This simulation uses a Markov chain to simulate the diffusion of N particles along an one dimension, finite lattice, toward the state of equilibrium. The particles are distributed along the 1D lattice cells. In a time interval of length Dt, each particle can perform just one jump between neighboring cells with a certain transition probability. The evolution of the system from its initial state to the final state of equilibrium, is described by a master equation. The initial state of the system and the transition probabilities are selected by the user. The main objective of the simulation is the confirmation of the theoretical proposition that "irrespectively of the form of the initial distribution, the system converges to a certain equilibrium state which is determined by the transition probabilities".  
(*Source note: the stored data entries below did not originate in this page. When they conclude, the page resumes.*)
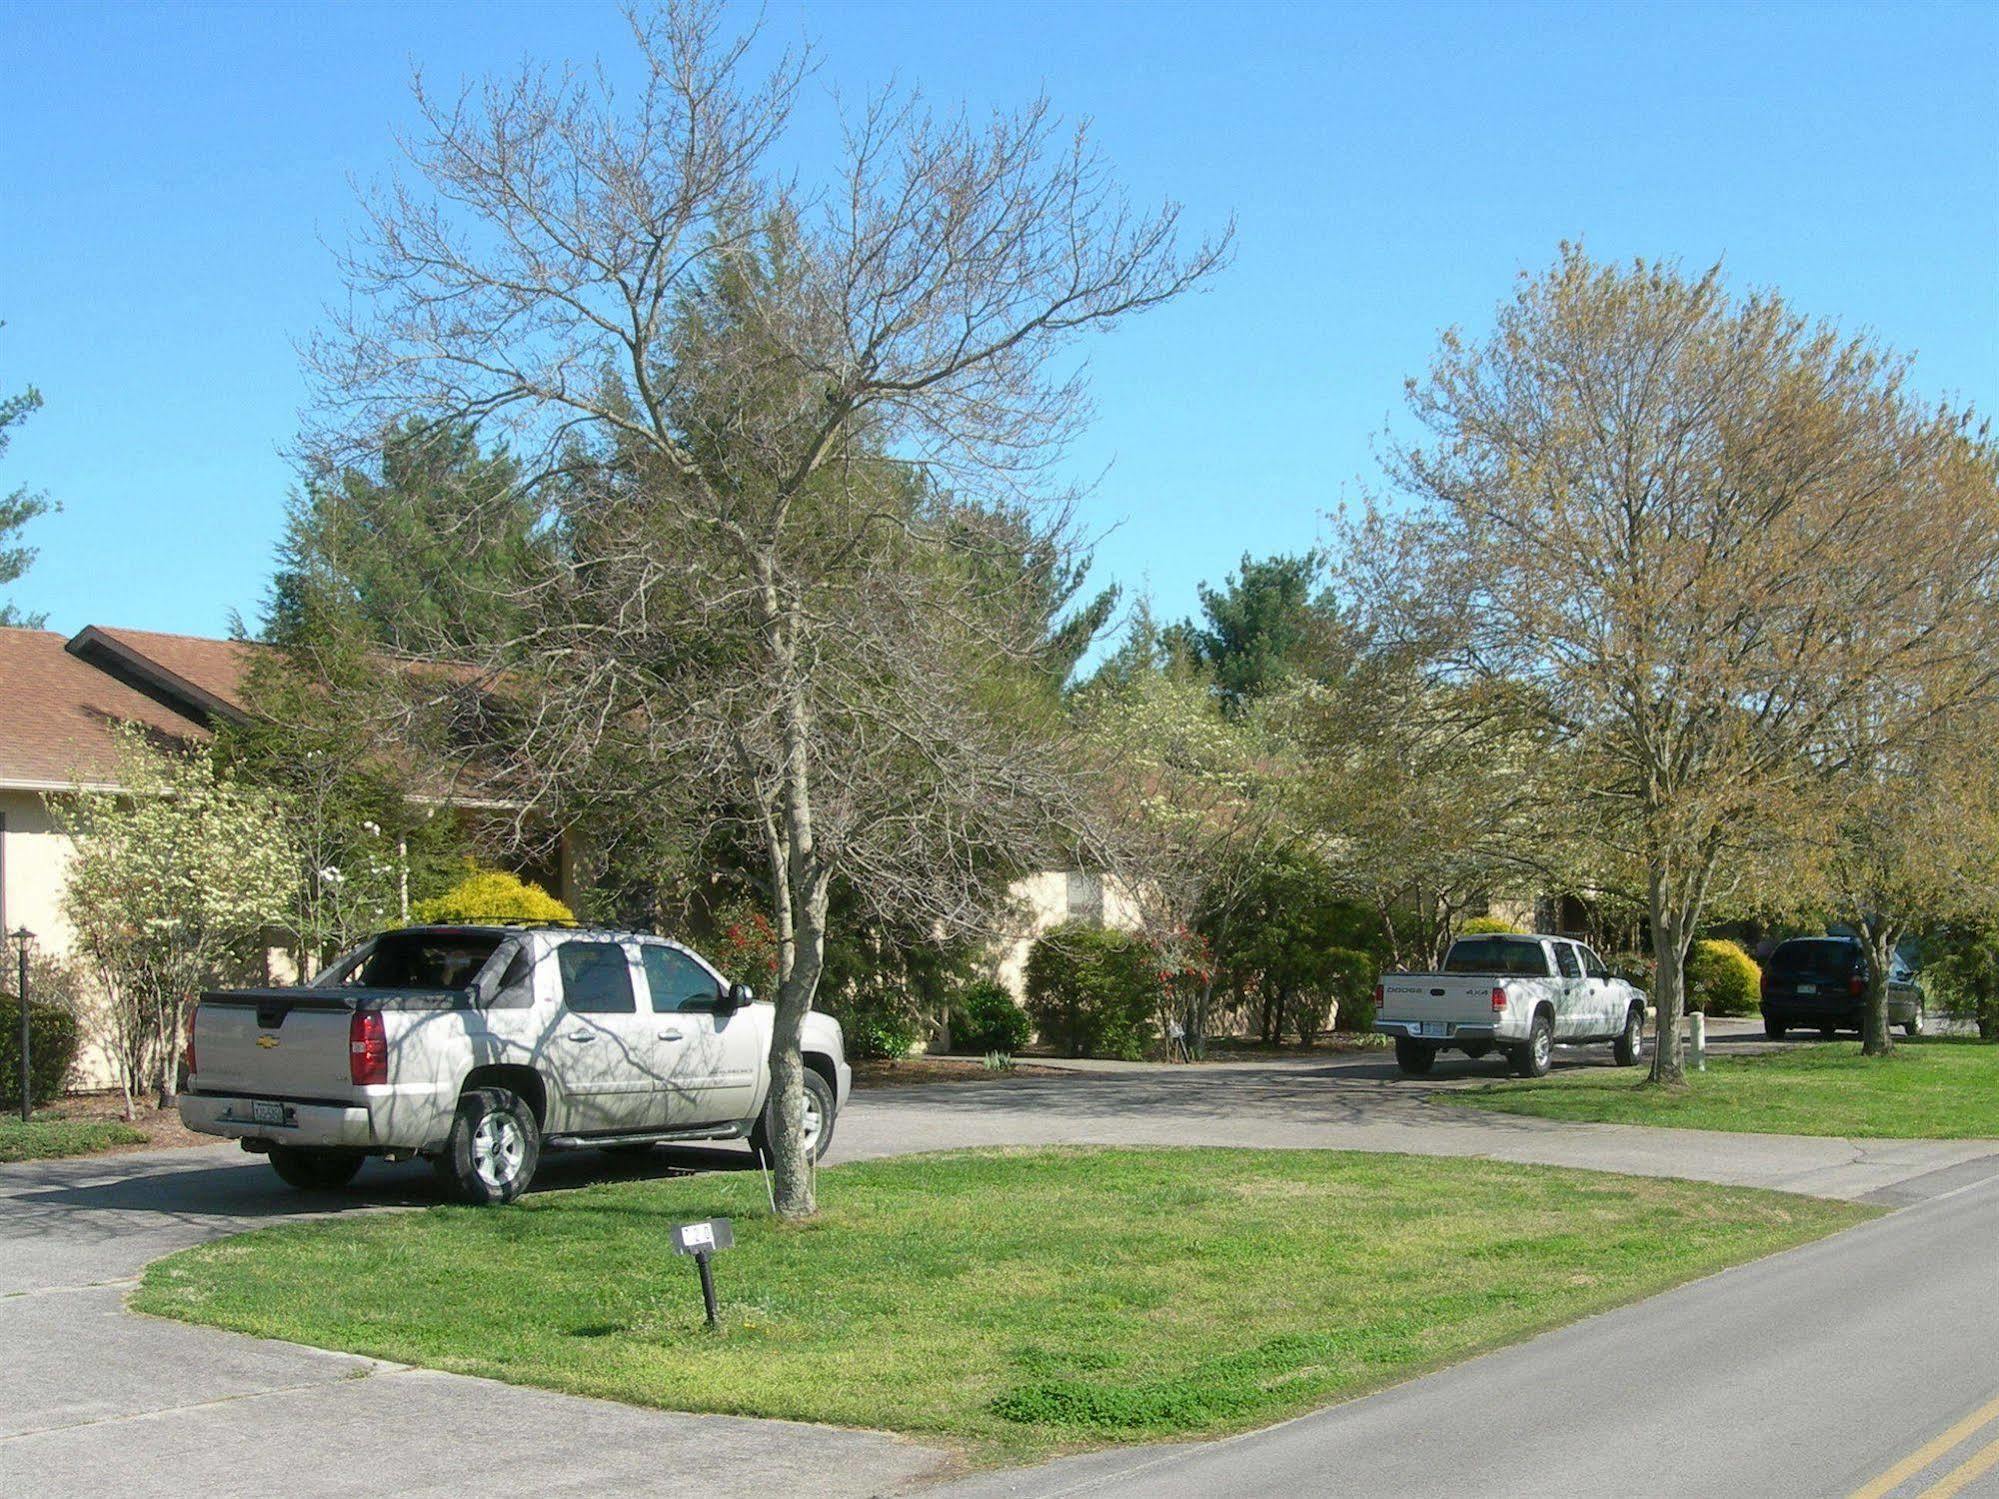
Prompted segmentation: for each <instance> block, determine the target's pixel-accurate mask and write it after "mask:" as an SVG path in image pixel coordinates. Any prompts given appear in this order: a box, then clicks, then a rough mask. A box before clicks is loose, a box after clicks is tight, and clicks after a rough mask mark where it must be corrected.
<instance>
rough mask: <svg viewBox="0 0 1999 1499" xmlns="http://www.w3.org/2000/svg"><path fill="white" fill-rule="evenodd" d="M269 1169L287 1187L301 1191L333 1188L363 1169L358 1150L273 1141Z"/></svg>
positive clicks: (334, 1188) (350, 1179)
mask: <svg viewBox="0 0 1999 1499" xmlns="http://www.w3.org/2000/svg"><path fill="white" fill-rule="evenodd" d="M270 1169H272V1171H276V1173H278V1177H280V1179H282V1181H284V1185H288V1187H298V1189H300V1191H334V1189H336V1187H344V1185H348V1183H350V1181H352V1179H354V1173H356V1171H360V1169H362V1157H360V1153H358V1151H316V1149H304V1147H302V1145H272V1147H270Z"/></svg>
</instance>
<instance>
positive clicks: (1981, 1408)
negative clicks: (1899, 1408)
mask: <svg viewBox="0 0 1999 1499" xmlns="http://www.w3.org/2000/svg"><path fill="white" fill-rule="evenodd" d="M1993 1421H1999V1399H1993V1401H1987V1403H1985V1405H1981V1407H1979V1409H1975V1411H1973V1413H1971V1415H1967V1417H1965V1419H1963V1421H1959V1423H1957V1425H1955V1427H1951V1429H1949V1431H1943V1433H1939V1435H1935V1437H1931V1439H1929V1441H1925V1443H1923V1445H1921V1447H1917V1449H1915V1451H1913V1453H1909V1455H1907V1457H1903V1459H1901V1461H1899V1463H1895V1467H1891V1469H1889V1471H1887V1473H1883V1475H1881V1477H1877V1479H1875V1481H1873V1483H1869V1485H1867V1487H1865V1489H1855V1491H1853V1497H1851V1499H1881V1495H1885V1493H1889V1491H1891V1489H1899V1487H1901V1485H1903V1483H1907V1481H1909V1479H1913V1477H1915V1475H1917V1473H1921V1471H1923V1469H1925V1467H1929V1465H1931V1463H1935V1461H1937V1459H1939V1457H1943V1453H1947V1451H1951V1447H1955V1445H1957V1443H1961V1441H1963V1439H1965V1437H1969V1435H1971V1433H1973V1431H1977V1429H1979V1427H1983V1425H1991V1423H1993ZM1981 1471H1983V1469H1981ZM1975 1477H1977V1473H1973V1475H1971V1477H1967V1479H1965V1483H1971V1479H1975ZM1959 1487H1963V1485H1959ZM1951 1493H1957V1489H1951ZM1925 1499H1929V1497H1927V1495H1925Z"/></svg>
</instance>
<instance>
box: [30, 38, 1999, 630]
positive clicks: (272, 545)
mask: <svg viewBox="0 0 1999 1499" xmlns="http://www.w3.org/2000/svg"><path fill="white" fill-rule="evenodd" d="M766 16H768V22H766V24H768V34H770V36H772V38H776V40H792V38H798V36H800V34H810V36H812V38H814V40H816V44H818V48H820V54H822V68H820V72H818V76H816V80H814V84H812V94H810V98H808V102H806V108H804V110H802V114H800V120H798V130H796V132H794V140H792V142H790V144H788V150H790V152H792V156H794V160H796V164H798V166H800V168H802V170H804V172H808V174H810V172H812V168H814V166H816V164H824V162H826V160H828V150H830V128H832V122H834V118H836V116H834V106H832V102H830V92H832V90H834V88H840V90H846V92H848V94H854V92H858V90H864V88H868V86H872V84H880V82H884V80H888V78H890V76H896V78H900V80H904V82H916V84H922V86H924V90H926V92H928V94H930V96H932V98H934V100H940V102H956V100H966V102H970V104H972V106H974V108H984V106H992V104H1011V102H1019V100H1023V98H1027V96H1031V94H1033V92H1035V90H1041V88H1045V90H1047V94H1049V96H1051V98H1053V102H1055V104H1057V106H1059V108H1061V110H1065V112H1069V114H1087V116H1091V118H1093V120H1095V128H1097V136H1099V140H1101V144H1103V148H1105V150H1107V154H1109V156H1111V160H1113V162H1115V164H1117V166H1119V170H1121V174H1123V178H1125V182H1127V184H1129V188H1131V192H1133V196H1135V198H1139V200H1157V198H1163V196H1173V198H1179V200H1181V202H1183V204H1185V206H1187V216H1189V220H1191V222H1193V224H1195V226H1211V224H1219V222H1223V220H1225V218H1227V216H1229V214H1231V212H1233V214H1235V216H1237V220H1239V250H1237V260H1235V266H1233V270H1229V272H1227V276H1223V278H1221V280H1219V282H1217V284H1215V286H1213V290H1209V292H1207V294H1205V296H1199V298H1195V300H1189V302H1185V304H1179V306H1173V308H1167V310H1163V312H1157V314H1153V316H1149V318H1145V320H1139V322H1133V324H1129V326H1127V328H1125V330H1121V332H1117V334H1115V336H1111V338H1107V340H1103V342H1097V344H1095V346H1093V348H1091V350H1089V358H1091V368H1093V386H1095V396H1097V406H1099V418H1097V424H1095V426H1093V430H1091V432H1089V436H1087V440H1085V442H1083V444H1079V448H1077V450H1075V454H1073V470H1075V474H1077V476H1097V474H1101V476H1103V478H1101V482H1099V484H1097V488H1095V492H1093V496H1091V500H1089V510H1087V518H1089V522H1091V524H1093V526H1097V528H1103V530H1107V536H1105V540H1103V544H1101V548H1099V554H1097V576H1099V578H1103V580H1117V582H1123V584H1125V586H1127V588H1149V590H1151V592H1153V596H1155V602H1157V606H1159V610H1161V612H1165V614H1167V616H1179V614H1185V612H1189V610H1191V608H1193V602H1195V592H1193V590H1195V584H1197V582H1199V580H1219V578H1221V576H1223V574H1225V572H1227V570H1229V568H1231V566H1233V564H1235V560H1237V558H1239V556H1241V554H1243V552H1245V550H1247V552H1255V554H1265V552H1279V550H1297V548H1303V546H1309V544H1311V542H1313V540H1315V538H1317V536H1321V534H1323V520H1321V516H1323V512H1325V510H1329V508H1333V506H1337V504H1339V502H1341V496H1351V494H1353V492H1355V486H1359V484H1365V482H1369V480H1371V478H1373V472H1375V464H1373V458H1371V444H1373V438H1375V434H1379V432H1381V428H1383V424H1385V422H1387V420H1389V418H1391V414H1393V410H1395V408H1397V402H1399V390H1401V380H1403V376H1407V374H1413V372H1417V370H1421V366H1423V362H1425V360H1427V354H1429V350H1431V348H1433V344H1435V336H1437V330H1439V328H1443V326H1449V324H1463V326H1467V328H1477V326H1481V324H1483V322H1485V320H1487V316H1489V312H1491V308H1493V304H1495V302H1497V300H1499V298H1503V296H1505V294H1507V290H1509V284H1511V278H1513V276H1515V274H1517V272H1519V270H1523V268H1525V270H1533V268H1539V266H1545V264H1547V262H1549V260H1551V258H1553V254H1555V246H1557V242H1559V240H1563V238H1581V240H1583V242H1585V244H1587V246H1589V248H1591V250H1593V252H1599V254H1607V256H1631V254H1645V256H1683V258H1685V260H1689V262H1699V264H1705V262H1711V260H1717V258H1725V262H1727V268H1729V274H1731V278H1733V280H1735V282H1737V284H1745V286H1747V284H1763V286H1779V288H1783V290H1785V292H1787V294H1789V296H1791V298H1793V302H1797V304H1799V306H1801V308H1805V310H1811V312H1817V314H1827V316H1837V318H1839V320H1843V322H1847V324H1849V326H1855V328H1859V326H1865V328H1871V330H1875V332H1877V334H1879V336H1881V338H1885V340H1887V342H1891V344H1895V346H1899V348H1903V350H1913V352H1915V354H1917V356H1919V358H1917V380H1919V384H1921V386H1923V388H1925V390H1931V392H1935V394H1955V396H1961V398H1965V400H1969V402H1973V404H1977V406H1979V408H1981V410H1985V412H1995V410H1999V6H1989V4H1967V6H1919V4H1895V6H1889V4H1883V6H1833V4H1809V6H1783V4H1769V6H1695V4H1667V6H1641V4H1623V6H1389V4H1379V6H1375V4H1365V6H1253V4H1227V6H1221V4H1215V6H1165V4H1143V6H1141V4H1087V2H1081V0H1079V2H1075V4H990V6H974V4H962V6H948V4H888V2H884V4H826V2H814V4H806V6H796V4H784V0H772V4H770V6H768V12H766ZM600 54H602V56H604V58H606V60H608V62H610V64H612V66H614V70H616V68H620V66H624V62H626V56H628V54H626V50H624V38H622V24H620V20H618V16H616V10H614V8H610V6H596V4H566V6H458V4H442V2H432V4H408V0H404V2H402V4H386V6H374V4H350V6H306V4H298V6H158V8H142V6H86V4H60V6H58V4H20V2H18V0H0V318H4V320H6V324H8V326H6V328H4V330H0V392H4V390H16V388H18V386H22V384H26V382H34V384H38V386H40V388H42V394H44V398H46V408H44V410H42V412H40V414H38V416H36V418H34V420H32V422H28V426H24V428H20V430H18V438H16V442H14V446H12V450H10V454H8V456H6V460H4V464H0V490H12V488H14V486H16V484H30V486H34V488H44V490H48V494H50V496H52V498H56V500H60V502H62V506H64V514H60V516H56V518H50V520H44V522H40V524H38V526H36V528H34V530H32V532H30V538H28V540H32V542H34V544H38V546H40V548H42V558H40V562H38V564H36V568H34V572H32V574H30V576H28V578H26V580H24V582H22V584H20V586H16V590H14V598H16V602H18V604H20V606H24V608H28V610H46V612H48V616H50V626H52V628H58V630H76V628H82V626H84V624H92V622H96V624H122V626H136V628H152V630H184V632H200V634H220V632H222V630H224V628H226V624H228V618H230V612H232V610H240V612H244V614H246V616H254V614H256V606H258V602H260V598H262V592H264V586H266V580H268V574H270V556H272V546H274V542H276V538H278V530H280V522H282V506H284V496H286V492H288V486H290V472H288V466H286V460H284V456H282V450H284V444H286V442H288V438H290V436H292V432H294V430H296V426H298V410H300V406H302V404H304V400H306V388H304V384H302V380H300V374H298V362H296V356H294V340H298V338H302V336H306V334H308V332H310V330H312V328H314V326H316V322H318V318H320V308H322V306H324V304H326V302H328V300H332V298H334V296H336V294H338V282H336V278H334V268H332V258H330V254H328V250H326V244H328V242H338V240H342V238H344V236H346V230H348V226H350V224H352V202H354V198H352V192H350V186H348V180H350V176H358V178H370V176H378V174H382V172H384V170H388V168H390V164H392V160H394V148H392V134H394V132H396V130H398V128H406V126H410V122H412V106H410V98H408V74H410V66H412V62H416V64H422V66H424V68H426V72H428V74H430V76H432V78H436V80H446V82H452V80H458V78H462V76H480V74H488V72H498V70H508V68H512V66H516V64H518V62H520V60H522V58H526V56H538V58H594V56H600Z"/></svg>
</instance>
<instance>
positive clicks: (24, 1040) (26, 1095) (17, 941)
mask: <svg viewBox="0 0 1999 1499" xmlns="http://www.w3.org/2000/svg"><path fill="white" fill-rule="evenodd" d="M10 935H12V937H14V941H16V943H20V1121H22V1123H28V1109H30V1105H28V943H30V941H34V933H32V931H28V927H20V929H18V931H14V933H10Z"/></svg>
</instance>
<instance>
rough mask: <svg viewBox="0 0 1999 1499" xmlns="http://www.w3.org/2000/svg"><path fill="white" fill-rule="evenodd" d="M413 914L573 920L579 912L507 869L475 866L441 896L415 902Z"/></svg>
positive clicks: (438, 896) (495, 918) (567, 920)
mask: <svg viewBox="0 0 1999 1499" xmlns="http://www.w3.org/2000/svg"><path fill="white" fill-rule="evenodd" d="M410 915H414V917H416V919H418V921H430V923H440V925H442V923H452V921H464V923H474V925H476V923H486V921H574V919H576V913H574V911H572V909H570V907H568V905H564V903H562V901H558V899H556V897H554V895H550V893H548V891H546V889H542V887H540V885H530V883H528V881H526V879H522V877H520V875H510V873H508V871H506V869H474V871H470V873H468V875H466V877H464V879H460V881H458V883H456V885H452V887H450V889H448V891H444V893H442V895H436V897H432V899H428V901H416V903H414V905H412V907H410Z"/></svg>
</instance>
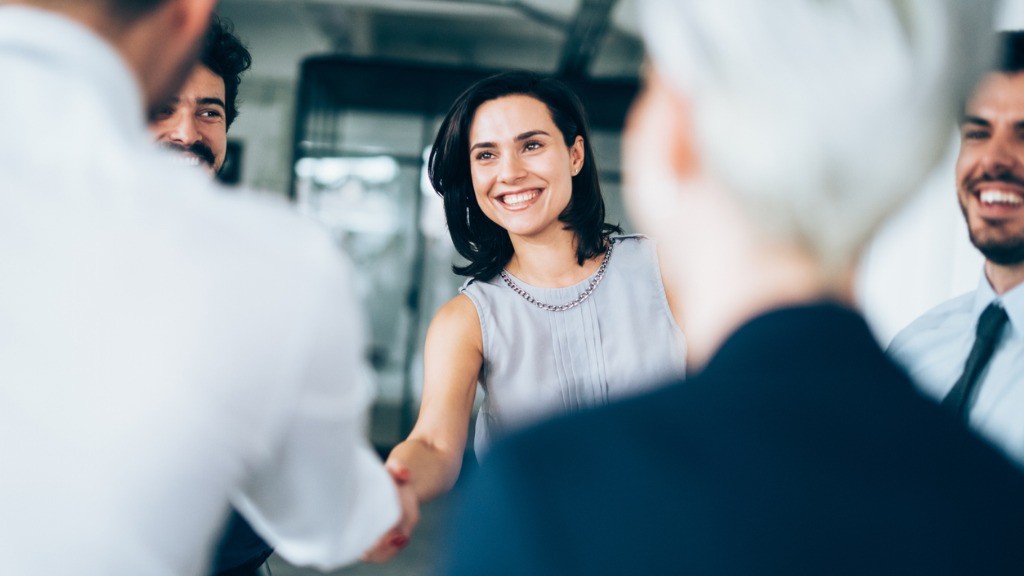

In a sequence of time-moments the program of the simulation counts the real number of particles in every cell. The intermediate states of the system between the initial state and the final state of equilibrium are depicted by a varying histogram and a sequence of changing cell-colors. On the other hand, the distribution of the particles at the equilibrium state has been determined according to the theoretical model and it is depicted in the same graphs. The user compares the real-time data with the theoretical predictions.

Finally, a Lyapunov functional H is determined for the system. Each time-moment, the value of H is uniquely determined by the corresponding distribution of the particles in the cells of the lattice. The variation of H with time is depicted in real time. By using this graph, the user can estimate the relaxation time of the process toward the equilibrium-state.